Actor Hugh Bonneville has revealed that a follow up to 2019’s successful Downton Abbey film is on its way shortly.
The 57-year-old played Lord Grantham’s role in the celebrated ITV period drama for six seasons, from 2010 to 2015. The successful feature film appeared in 2019. Author Julian Fellowes developed the series that quickly grew into something far more significant than a British aristocracy’s standard account in post-Edwardian era England.
Haggling with the Crawley family’s extensive goings, Downton Abbey gave viewers a look into the densely layered hierarchy of the eponymous estate’s household. The series portrays numerous real-life historical events and various entertaining subplots that kept viewers guessing what’s next.
Apart from its vast collection of awards, it was also named as having the highest critical review ratings for a TV show by the Guinness Book of World Records in 2011. All of this was ample to qualify for the jump from the small screen to the big screen, and the enormous success of the first film left sufficient room for more to come.

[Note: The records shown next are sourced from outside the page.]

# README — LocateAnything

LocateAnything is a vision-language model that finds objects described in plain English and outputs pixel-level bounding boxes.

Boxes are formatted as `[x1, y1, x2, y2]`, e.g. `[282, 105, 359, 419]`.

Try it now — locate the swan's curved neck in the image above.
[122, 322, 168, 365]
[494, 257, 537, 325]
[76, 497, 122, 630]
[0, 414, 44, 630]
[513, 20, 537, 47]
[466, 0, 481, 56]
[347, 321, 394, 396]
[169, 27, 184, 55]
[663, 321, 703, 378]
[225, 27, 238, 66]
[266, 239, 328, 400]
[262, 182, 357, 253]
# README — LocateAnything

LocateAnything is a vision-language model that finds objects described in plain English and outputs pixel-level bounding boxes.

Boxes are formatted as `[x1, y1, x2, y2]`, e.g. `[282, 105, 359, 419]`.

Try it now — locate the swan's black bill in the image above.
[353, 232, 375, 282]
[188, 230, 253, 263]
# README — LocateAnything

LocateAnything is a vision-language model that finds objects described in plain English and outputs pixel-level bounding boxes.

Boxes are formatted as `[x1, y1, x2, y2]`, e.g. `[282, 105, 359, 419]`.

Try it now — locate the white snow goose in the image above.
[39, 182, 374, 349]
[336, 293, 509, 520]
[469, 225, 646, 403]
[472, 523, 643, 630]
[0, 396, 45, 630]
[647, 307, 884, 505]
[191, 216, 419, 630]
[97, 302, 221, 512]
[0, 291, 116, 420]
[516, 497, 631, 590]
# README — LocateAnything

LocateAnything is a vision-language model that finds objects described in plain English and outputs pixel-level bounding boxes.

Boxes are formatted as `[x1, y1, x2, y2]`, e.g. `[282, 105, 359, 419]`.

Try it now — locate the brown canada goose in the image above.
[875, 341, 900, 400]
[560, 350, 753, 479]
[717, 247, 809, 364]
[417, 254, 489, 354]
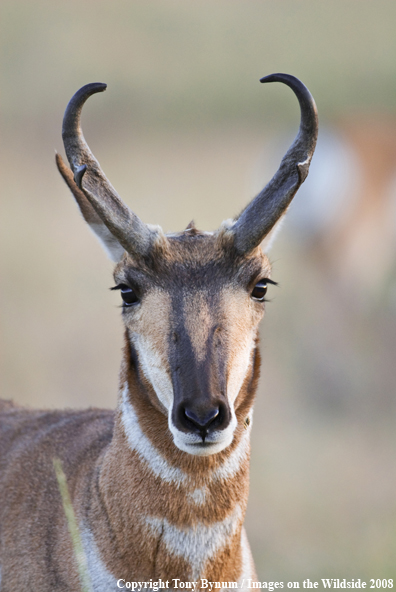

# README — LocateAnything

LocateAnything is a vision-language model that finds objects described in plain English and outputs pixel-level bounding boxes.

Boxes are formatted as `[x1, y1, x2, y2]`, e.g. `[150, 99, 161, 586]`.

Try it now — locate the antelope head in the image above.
[56, 74, 318, 455]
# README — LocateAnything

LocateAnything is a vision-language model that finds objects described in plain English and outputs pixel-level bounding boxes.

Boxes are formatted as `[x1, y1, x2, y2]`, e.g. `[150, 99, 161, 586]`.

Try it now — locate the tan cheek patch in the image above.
[222, 288, 264, 403]
[183, 292, 213, 362]
[124, 289, 173, 409]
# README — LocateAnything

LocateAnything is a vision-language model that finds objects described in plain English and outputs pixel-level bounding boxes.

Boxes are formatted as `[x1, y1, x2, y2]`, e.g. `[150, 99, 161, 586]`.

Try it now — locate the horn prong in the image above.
[62, 82, 155, 255]
[231, 73, 318, 253]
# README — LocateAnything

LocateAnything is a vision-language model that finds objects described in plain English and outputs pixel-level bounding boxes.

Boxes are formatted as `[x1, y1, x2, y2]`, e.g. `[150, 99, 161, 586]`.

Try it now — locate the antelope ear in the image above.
[55, 153, 125, 263]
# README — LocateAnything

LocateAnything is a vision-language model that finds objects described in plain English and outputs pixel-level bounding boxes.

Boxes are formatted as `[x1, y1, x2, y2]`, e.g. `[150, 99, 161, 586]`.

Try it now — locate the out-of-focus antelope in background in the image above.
[0, 74, 317, 592]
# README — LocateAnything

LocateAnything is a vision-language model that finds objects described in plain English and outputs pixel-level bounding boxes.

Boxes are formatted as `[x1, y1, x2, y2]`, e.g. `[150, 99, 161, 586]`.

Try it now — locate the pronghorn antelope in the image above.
[0, 74, 317, 592]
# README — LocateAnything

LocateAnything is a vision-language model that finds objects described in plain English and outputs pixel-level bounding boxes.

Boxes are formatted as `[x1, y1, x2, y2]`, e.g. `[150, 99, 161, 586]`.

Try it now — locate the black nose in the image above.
[180, 405, 226, 441]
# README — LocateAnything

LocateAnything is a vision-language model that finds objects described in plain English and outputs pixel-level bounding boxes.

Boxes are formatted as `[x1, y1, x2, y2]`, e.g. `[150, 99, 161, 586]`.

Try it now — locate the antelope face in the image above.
[57, 74, 318, 455]
[111, 228, 271, 455]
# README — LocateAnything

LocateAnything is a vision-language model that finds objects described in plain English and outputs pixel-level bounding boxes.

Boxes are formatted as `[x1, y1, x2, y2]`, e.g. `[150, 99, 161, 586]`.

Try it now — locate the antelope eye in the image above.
[117, 284, 139, 306]
[251, 280, 267, 302]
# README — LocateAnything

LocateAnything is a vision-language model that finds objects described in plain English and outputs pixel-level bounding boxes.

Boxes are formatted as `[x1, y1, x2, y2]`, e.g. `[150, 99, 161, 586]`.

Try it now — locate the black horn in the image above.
[230, 74, 318, 253]
[62, 82, 156, 255]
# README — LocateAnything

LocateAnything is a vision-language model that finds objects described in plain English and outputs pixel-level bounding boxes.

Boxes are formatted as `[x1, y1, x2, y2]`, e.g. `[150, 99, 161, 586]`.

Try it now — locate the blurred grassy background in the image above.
[0, 0, 396, 580]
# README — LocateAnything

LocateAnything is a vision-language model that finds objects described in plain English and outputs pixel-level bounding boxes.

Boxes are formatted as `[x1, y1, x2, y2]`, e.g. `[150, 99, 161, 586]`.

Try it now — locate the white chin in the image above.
[172, 430, 234, 456]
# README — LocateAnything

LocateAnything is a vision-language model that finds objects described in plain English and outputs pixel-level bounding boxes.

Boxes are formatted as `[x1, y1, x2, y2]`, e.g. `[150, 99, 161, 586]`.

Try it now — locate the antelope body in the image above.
[0, 74, 317, 592]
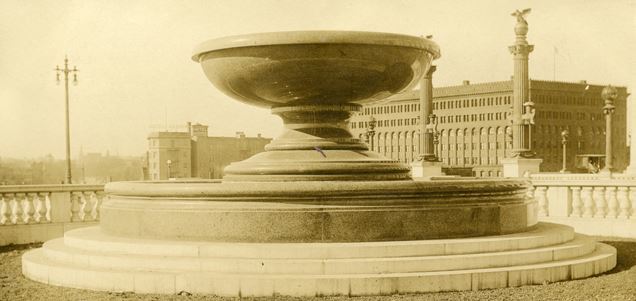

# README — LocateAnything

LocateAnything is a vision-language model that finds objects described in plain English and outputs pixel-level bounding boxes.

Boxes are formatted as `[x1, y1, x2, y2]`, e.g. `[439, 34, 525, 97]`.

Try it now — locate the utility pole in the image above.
[54, 56, 79, 184]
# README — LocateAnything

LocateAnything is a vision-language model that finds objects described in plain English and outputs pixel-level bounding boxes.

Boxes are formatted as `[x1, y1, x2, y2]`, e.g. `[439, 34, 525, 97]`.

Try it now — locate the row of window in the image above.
[433, 96, 511, 110]
[362, 96, 511, 115]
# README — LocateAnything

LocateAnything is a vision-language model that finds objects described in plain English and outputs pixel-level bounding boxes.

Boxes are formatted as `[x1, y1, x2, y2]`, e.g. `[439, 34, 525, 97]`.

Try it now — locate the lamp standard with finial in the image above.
[166, 160, 172, 180]
[365, 116, 376, 151]
[560, 129, 570, 173]
[54, 56, 79, 184]
[601, 85, 618, 173]
[426, 113, 439, 161]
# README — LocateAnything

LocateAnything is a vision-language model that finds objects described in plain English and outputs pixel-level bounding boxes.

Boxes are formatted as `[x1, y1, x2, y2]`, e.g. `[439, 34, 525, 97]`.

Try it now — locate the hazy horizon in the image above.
[0, 0, 636, 159]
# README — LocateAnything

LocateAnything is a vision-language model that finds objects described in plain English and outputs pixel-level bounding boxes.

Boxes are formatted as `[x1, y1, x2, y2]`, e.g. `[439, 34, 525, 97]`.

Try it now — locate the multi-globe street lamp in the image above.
[54, 56, 79, 184]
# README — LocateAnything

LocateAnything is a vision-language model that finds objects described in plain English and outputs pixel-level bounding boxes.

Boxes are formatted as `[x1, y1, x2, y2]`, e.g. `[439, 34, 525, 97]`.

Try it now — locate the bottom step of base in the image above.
[22, 243, 616, 297]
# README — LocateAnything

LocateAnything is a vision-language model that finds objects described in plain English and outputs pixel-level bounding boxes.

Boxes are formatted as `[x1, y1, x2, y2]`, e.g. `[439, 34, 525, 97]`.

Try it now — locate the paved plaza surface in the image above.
[0, 237, 636, 301]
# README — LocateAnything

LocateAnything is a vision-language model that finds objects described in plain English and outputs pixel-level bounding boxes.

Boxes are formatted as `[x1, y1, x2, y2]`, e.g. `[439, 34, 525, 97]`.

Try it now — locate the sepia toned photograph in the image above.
[0, 0, 636, 301]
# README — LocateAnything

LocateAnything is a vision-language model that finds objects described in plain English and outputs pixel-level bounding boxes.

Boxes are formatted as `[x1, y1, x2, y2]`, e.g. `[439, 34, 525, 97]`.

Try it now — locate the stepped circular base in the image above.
[22, 223, 616, 297]
[100, 179, 537, 242]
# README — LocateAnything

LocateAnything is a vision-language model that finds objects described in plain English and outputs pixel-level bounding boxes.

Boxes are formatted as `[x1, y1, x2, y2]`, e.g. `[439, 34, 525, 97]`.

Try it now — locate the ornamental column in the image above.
[508, 9, 534, 157]
[411, 65, 444, 178]
[601, 85, 618, 173]
[502, 8, 543, 177]
[418, 66, 437, 161]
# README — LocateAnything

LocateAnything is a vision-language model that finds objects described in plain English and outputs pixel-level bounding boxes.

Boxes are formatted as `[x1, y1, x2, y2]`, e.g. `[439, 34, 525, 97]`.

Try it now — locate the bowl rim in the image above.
[192, 30, 441, 62]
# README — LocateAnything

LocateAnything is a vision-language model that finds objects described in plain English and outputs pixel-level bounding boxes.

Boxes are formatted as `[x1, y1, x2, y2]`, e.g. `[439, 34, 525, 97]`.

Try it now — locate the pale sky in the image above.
[0, 0, 636, 158]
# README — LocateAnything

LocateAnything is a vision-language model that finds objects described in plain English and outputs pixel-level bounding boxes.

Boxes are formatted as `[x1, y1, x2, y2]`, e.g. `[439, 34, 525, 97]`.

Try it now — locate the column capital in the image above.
[424, 65, 437, 77]
[508, 44, 534, 55]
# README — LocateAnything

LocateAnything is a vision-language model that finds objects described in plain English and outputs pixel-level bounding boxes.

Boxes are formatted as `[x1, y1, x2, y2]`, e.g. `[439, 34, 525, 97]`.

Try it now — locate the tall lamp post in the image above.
[560, 129, 570, 173]
[426, 113, 440, 161]
[364, 116, 376, 151]
[166, 160, 172, 180]
[55, 56, 79, 184]
[601, 85, 618, 173]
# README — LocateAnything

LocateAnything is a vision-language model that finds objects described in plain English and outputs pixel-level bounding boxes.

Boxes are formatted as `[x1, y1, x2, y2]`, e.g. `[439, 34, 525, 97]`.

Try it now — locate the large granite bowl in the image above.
[192, 31, 440, 108]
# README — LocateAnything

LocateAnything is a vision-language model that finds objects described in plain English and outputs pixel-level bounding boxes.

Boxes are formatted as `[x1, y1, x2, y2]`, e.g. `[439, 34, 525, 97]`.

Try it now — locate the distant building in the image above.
[147, 123, 271, 180]
[349, 80, 628, 176]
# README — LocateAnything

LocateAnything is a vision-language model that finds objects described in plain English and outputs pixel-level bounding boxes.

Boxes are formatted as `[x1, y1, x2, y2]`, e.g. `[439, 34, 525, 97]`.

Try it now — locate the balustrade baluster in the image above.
[628, 186, 636, 219]
[82, 191, 93, 222]
[44, 192, 51, 223]
[617, 186, 631, 219]
[534, 186, 549, 216]
[0, 193, 13, 225]
[70, 191, 82, 222]
[592, 186, 607, 218]
[605, 186, 618, 218]
[36, 192, 49, 223]
[581, 187, 594, 217]
[570, 186, 583, 217]
[11, 193, 24, 225]
[23, 193, 35, 224]
[93, 191, 105, 221]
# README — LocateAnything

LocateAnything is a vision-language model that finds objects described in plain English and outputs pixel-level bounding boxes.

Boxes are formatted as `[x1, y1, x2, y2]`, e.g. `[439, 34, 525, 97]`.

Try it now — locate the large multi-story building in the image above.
[349, 80, 628, 176]
[147, 123, 271, 180]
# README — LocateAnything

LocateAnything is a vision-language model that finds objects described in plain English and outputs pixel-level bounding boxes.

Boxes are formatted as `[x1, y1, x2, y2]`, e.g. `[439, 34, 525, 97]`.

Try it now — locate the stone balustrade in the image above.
[0, 184, 104, 245]
[530, 174, 636, 237]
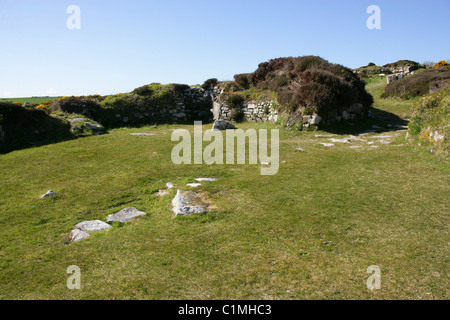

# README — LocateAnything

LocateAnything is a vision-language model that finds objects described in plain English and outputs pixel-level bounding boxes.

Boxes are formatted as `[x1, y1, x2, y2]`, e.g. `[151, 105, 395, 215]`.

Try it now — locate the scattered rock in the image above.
[106, 207, 147, 222]
[70, 229, 91, 242]
[130, 133, 155, 136]
[75, 220, 112, 232]
[84, 122, 103, 131]
[41, 190, 56, 199]
[212, 120, 236, 131]
[329, 138, 349, 143]
[172, 190, 206, 216]
[315, 134, 336, 138]
[156, 189, 170, 197]
[347, 135, 366, 142]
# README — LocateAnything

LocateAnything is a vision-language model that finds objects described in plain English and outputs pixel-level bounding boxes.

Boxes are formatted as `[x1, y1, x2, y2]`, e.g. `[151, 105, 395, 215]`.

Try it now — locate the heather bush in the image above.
[0, 102, 73, 153]
[202, 78, 219, 90]
[50, 97, 100, 118]
[381, 68, 450, 99]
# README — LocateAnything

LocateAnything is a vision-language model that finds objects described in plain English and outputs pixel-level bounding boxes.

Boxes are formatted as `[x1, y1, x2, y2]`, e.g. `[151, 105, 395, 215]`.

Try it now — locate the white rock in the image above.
[172, 190, 206, 216]
[84, 122, 103, 130]
[70, 229, 91, 242]
[106, 207, 147, 222]
[75, 220, 112, 232]
[41, 190, 56, 199]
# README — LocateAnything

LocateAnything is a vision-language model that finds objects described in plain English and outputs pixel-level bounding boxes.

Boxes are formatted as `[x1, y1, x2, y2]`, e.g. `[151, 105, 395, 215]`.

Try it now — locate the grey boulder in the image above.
[106, 207, 147, 222]
[212, 120, 236, 131]
[75, 220, 112, 232]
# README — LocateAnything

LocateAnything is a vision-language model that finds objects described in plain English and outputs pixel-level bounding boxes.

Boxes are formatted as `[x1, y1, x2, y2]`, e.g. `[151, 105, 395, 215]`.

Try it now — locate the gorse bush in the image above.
[381, 68, 450, 99]
[409, 85, 450, 154]
[433, 60, 450, 69]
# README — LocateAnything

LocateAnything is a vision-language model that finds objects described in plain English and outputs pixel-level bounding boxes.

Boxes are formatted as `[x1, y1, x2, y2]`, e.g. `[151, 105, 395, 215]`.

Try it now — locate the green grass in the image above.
[0, 84, 450, 299]
[0, 97, 61, 103]
[366, 76, 418, 119]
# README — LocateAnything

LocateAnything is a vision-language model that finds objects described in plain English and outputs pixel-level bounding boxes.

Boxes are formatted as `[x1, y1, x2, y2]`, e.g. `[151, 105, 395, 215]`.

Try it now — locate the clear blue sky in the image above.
[0, 0, 450, 97]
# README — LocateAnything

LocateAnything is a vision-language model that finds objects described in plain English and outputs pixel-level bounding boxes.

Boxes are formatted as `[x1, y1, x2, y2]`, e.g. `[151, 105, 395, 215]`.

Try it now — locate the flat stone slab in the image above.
[70, 229, 91, 242]
[41, 190, 56, 199]
[106, 207, 147, 222]
[75, 220, 112, 232]
[172, 190, 206, 216]
[212, 120, 236, 131]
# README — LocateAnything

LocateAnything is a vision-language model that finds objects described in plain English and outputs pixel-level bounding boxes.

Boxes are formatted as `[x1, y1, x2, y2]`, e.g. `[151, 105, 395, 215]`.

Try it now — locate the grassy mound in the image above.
[229, 56, 373, 119]
[0, 102, 73, 153]
[381, 68, 450, 99]
[409, 86, 450, 154]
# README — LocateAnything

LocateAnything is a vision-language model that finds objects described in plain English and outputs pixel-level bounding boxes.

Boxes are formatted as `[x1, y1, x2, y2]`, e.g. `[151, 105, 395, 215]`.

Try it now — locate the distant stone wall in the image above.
[213, 100, 278, 122]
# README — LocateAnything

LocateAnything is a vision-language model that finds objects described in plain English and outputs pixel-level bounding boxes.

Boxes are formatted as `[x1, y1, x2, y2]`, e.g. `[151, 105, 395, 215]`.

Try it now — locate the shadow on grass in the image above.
[320, 108, 408, 135]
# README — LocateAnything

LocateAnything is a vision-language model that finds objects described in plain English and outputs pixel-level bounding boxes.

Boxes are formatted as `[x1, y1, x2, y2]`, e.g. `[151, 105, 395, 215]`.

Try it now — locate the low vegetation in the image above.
[226, 56, 373, 119]
[0, 102, 73, 153]
[409, 85, 450, 157]
[381, 68, 450, 99]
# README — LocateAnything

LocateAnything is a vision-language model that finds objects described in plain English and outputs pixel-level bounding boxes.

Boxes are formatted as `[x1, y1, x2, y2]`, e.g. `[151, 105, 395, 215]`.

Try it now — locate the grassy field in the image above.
[0, 97, 61, 103]
[0, 80, 450, 299]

Emphasizing the need for everyone to be vaccinated in the coming weeks and months, Bonneville, said,
“If everybody who is offered a vaccine takes a vaccine, we can make a movie. We will make a movie. It’s the usual thing, the planets are circling, they’re beginning to get into alignment, but there’s this thing called coronavirus knocking around. Until that is under control in a sensible way, we’re not going to be able to get all those ducks in a row. There certainly is the intention to do it, we’d love to do it, we’re desperate to do it.”
Bonneville
Like the series, the film observed the lives of the wealthy Crawley family and their maids, butlers, and cooks, and the sequel will undoubtedly feature several of the same themes. In the first film, however, the family is thrown into chaos by King George V and Queen Mary’s inevitable arrival.
But there remains one element that many will no doubt be challenging ahead of the second film: the destiny of Violet Crawley, Dowager Countess of Grantham (Dame Maggie Smith).
Towards the end of the first film, Violet’s death was attributed to an emotional scene between herself and granddaughter Lady Mary (Michelle Dockery) after disclosing that she’s suffering from an illness likely to take her life.
Nonetheless, in a recent interview, Julian Fellowes asserted that Violet is, in fact, still alive—which means she could have a prominent role in the sequel.
“We should remember that at the end of the film, Maggie was by no means dead,”
Julian Fellowes
“You imagine Violet is on her way out, but that decision hasn’t been reached.”
Julian Fellowes
The most vital selling point of the first Downton Abbey movie was that it was surprisingly able to draw in viewers beyond its fanbase. It’s not unusual for a popular TV series to make new fans when modified to the big screen. Downton Abbey has always sustained such a vast number of characters, plots, and subplots that it isn’t exactly the most comfortable world to walk into uninformed. The film’s capacity to maintain Downton Abbey‘s rich background while still delivering enough plot for new audiences can hopefully continue into the sequel.
Downton Abbey may have been widely lauded, and the 2019 movie did better than some would have expected, but not all fans of the series are enthusiastic about seeing more. In a way, the series’ climax left things just as they needed to be, and Downton Abbey 2 is arguably needless. But for the diehard as well as the new fans, especially in a post-pandemic world, there’s nothing better than more time spent in the company of the Crawleys.
About Downton Abbey
Downton Abbey is a British historical drama television series set in the early 20th century, created and co-written by Julian Fellowes. The series first aired on ITV in the United Kingdom on 26 September 2010, and in the United States on PBS, which supported production of the series as part of its Masterpiece Classic anthology, on 9 January 2011.
The series, set in the fictional Yorkshire country estate of Downton Abbey between 1912 and 1926, depicts the lives of the aristocratic Crawley family and their domestic servants in the post-Edwardian era.